Divulgação/Sony Pictures
Impacto do tempo
- Nelson Marques
GIRAMUNDO VIU Não dá para ficar indiferente a uma história que se propõe a observar um espaço definido (algumas vezes fixo, outras não), enquanto o tempo se manifesta ao seu redor. Infelizmente a atração formal (tempo-espaço, presente, passado e futuro) que atrai e encanta como premissa básica, peca e tropeça pela falta de uma narrativa com alma e calor humano.
Aqui (2024), direção de Robert Zemeckis, cujo último filme foi Pinocchio (2022), tem um roteiro criativo de Eric Roth – Assassinos da Lua das Flores (2023) –, Richard McGuire e do próprio Zemeckis. O filme conta com um bom elenco, encabeçado por Tom Hanks e Robin Wright, e mais Paul Bettany, Kelly Reilly, Ellis Grunsell e Teddy Russell.
O filme adota uma narrativa não linear que atravessa milhares de anos, mergulhando nas histórias dos habitantes de uma região, e posteriormente de uma casa, ao longo do tempo. Para tanto faz-se uso de telas subdivididas e de tecnologia de rejuvenescimento por IA, com destaque para Tom Hanks e Robin Wright, reunidos novamente após Forrest Gump – O Contador de Histórias (1994).
A atenção dada pela produção aos elementos técnicos é surpreendente e, exatamente por isso, ficamos à espera de algo mais no plano técnico mesmo, mas, ainda mais, nas emoções que deveriam estar presentes num mergulho tão profundo de vidas que se relacionam, se entrelaçam, e se extinguem.

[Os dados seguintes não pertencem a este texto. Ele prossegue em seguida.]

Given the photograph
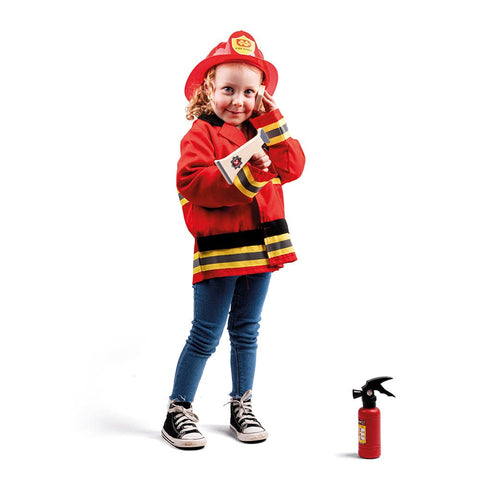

A inovação visual que se superpõe na tela, no tempo e no espaço, ao mesmo tempo mantendo determinados pontos fixos, ligando histórias no tempo e no espaço frustram pela falta de alma narrativa, o tão falado e pouco exercido calor humano. Ficamos frustrados ao sermos “enganados” por um espetáculo técnico, visualmente brilhante, mas com poucos momentos de conexões genuinamente emocionais. O virtuosismo visual de Zemeckis parece engolir a própria narrativa, como se o filme estivesse mais preocupado em impressionar e dar coerência à sua não linearidade do que em criar personagens e situações que realmente importem na progressão e no todo da narrativa.
O próprio elenco, que conta com talentos indiscutíveis como Tom Hanks, Robin Wright e Paul Bettany, não encontra espaço para brilhar. O rejuvenescimento digital, embora impressionante, não compensa a falta de tratamento mais profundo para as performances. É como se os personagens fossem joguetes de luxo em uma tela que privilegia o artifício em detrimento da humanidade expressa pelo elenco.
Apesar de esteticamente marcante, o trabalho de Robert Zemeckis carece de fulgor narrativo, o que acaba comprometendo a força de sua proposta. A maior ironia do filme está justamente em sua premissa: uma reflexão sobre o impacto do tempo em um espaço único, que, paradoxalmente, ignora aquilo que deveria ser central – as histórias humanas que dão vida ao lugar.